The number of versions is due to the fact that in the conception of the history of Middle Earth there was seldom development by direct discarding, as Christopher affirms in his prologue to the Lost Tales: subtle transformations were produced in stages, so that the formation of legends resembles the formation of legends among peoples, product of many people and many generations.

There is some magic in seeing a monstrous cat possessed by a demon being Sauron's forerunner in the Ballad of Leithian, long before it became Melkor's necromancer; also in discovering small references in El Silmarillion to Eriol the Sailor, who does not appear in the canon of Middle Earth, but who infiltrates it as the ghost of an underlying forgotten reality.

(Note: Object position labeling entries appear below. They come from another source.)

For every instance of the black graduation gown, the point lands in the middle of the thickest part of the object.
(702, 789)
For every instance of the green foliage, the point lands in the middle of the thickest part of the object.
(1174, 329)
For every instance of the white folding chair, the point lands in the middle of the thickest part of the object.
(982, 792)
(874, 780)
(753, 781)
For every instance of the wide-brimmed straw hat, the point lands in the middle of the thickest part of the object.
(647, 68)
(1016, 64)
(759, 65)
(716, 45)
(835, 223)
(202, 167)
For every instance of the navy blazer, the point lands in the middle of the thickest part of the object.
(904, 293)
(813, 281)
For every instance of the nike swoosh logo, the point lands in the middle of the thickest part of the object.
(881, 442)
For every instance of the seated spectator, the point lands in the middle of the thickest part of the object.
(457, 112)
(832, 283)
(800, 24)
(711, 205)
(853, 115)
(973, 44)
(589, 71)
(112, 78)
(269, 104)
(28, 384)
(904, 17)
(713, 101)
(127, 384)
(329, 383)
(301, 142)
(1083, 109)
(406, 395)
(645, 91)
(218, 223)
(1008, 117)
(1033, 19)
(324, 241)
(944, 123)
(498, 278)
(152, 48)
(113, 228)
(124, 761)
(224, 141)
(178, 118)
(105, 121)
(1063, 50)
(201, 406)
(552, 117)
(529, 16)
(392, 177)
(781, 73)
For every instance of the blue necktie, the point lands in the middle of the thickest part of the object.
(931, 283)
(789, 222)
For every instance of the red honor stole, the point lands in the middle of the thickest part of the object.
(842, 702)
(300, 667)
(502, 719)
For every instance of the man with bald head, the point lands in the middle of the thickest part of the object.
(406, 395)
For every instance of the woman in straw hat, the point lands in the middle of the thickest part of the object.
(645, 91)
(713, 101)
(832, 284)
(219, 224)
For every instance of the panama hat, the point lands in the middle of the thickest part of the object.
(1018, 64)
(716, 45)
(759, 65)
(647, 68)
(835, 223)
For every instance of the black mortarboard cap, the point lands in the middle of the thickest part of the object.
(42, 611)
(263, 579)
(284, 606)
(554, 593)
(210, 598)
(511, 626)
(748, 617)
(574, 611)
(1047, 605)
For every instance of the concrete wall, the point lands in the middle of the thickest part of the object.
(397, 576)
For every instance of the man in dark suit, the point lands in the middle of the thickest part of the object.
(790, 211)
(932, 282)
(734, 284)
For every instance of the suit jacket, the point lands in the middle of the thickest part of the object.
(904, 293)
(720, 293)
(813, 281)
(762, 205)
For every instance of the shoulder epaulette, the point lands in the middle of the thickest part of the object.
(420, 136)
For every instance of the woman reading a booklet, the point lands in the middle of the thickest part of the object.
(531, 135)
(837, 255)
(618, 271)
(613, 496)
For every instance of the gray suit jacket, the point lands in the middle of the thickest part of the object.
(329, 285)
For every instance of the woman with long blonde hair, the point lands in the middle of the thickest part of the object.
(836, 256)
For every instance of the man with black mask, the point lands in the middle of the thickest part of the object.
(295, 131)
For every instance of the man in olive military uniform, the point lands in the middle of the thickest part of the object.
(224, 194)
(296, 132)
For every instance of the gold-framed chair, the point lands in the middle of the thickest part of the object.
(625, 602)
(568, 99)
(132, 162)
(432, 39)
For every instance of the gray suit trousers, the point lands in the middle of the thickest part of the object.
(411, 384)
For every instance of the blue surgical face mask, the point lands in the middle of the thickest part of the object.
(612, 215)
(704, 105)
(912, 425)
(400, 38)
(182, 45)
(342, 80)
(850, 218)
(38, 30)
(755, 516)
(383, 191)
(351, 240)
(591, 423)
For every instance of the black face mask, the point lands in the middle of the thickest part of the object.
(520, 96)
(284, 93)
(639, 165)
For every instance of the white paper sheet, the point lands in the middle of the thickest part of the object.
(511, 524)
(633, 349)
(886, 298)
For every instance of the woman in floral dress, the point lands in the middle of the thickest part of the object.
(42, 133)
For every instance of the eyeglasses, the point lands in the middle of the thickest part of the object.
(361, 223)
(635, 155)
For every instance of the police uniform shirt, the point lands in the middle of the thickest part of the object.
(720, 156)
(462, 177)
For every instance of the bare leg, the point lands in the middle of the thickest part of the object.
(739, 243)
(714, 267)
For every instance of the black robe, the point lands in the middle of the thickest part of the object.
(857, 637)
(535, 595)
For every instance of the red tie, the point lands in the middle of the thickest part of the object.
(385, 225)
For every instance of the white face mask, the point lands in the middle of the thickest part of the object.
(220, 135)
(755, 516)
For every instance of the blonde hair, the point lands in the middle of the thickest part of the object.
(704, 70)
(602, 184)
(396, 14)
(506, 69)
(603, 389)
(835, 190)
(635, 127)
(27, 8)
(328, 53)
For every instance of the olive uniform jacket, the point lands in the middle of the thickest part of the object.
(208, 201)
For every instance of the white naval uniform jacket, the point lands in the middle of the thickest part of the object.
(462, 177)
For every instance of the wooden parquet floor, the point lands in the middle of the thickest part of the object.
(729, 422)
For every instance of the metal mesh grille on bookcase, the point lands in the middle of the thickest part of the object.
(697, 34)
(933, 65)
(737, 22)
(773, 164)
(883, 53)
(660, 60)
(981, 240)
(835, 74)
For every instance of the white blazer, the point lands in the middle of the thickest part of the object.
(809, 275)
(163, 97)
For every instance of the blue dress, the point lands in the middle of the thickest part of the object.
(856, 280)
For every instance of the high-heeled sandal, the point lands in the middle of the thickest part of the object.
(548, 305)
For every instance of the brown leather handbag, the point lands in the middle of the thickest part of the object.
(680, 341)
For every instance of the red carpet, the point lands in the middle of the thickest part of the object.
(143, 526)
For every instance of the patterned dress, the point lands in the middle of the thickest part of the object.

Does this mean that anyone who writes a novel is creating a multiverse of his own? No. The special thing about the legendarium is that Tolkien, instead of discarding versions, kept all the writing without leaving even a notation indicating which version was "correct" (if any). In addition, I used to write the same thing in different formats: sometimes as a ballad in regular verse, or in prose, or in fairytale.

Christopher refers to it in the following way (again, in the first pages of the Stories Lost, after talking about the tale of The Fall of Gondolín):

But these old manuscripts are not only of interest for the study of origins. My father (as far as I know) never expressly rejected much of what is found there, and it should be remembered that El Silmarillion, from the 1926 draft onwards, was written as a summary or epitome, giving the substance of much more extensive works (whether or not they actually existed) in a shorter frame.

The Sand Book

This gives the reader the possibility to construct his or her own version of the facts; to "visit", to put it in some way, the universe of his or her choice within the narrative. It is a fact that gives the work an unusual depth, because it makes it unfold infinitely, or at least to a considerable extent.

Although it is not The Sand Book that is spoken of in Borges' eponymous tale, Tolkien's legendarium is there as a source of overflowing imagination (a dull and uncreative analogy in comparison, but, in short, something that comes very close to it).

But, of course, all this is a hypothesis of someone who has seen too much television lately and who has only read the first volume of Middle-Earth history. And it is also a hypothesis that, beyond being curious, it is of no use at all, is it not? In any case, it's always fun (especially if you get to it through Rick and Morty). After all, such dissections turn fantasy into what it is.

Our dear professor said so in his essay on fairy tales:

Fantasy is a dangerous land, with traps for the unwary and dungeons for the reckless. (...) Wide, high and deep is the kingdom of fairy tales, and filled with diverse things: there are all kinds of beasts and birds there; seas without shores and countless stars; beauty that bewitches and always present danger; joy, as well as sadness, are sharpened like swords. Perhaps a man may be blessed to have wandered in that realm, but his own fullness and arcane condition bind the tongue of the traveler who wishes to describe him. And while he is in it, he finds it dangerous to ask too many questions, lest the doors close and the keys disappear.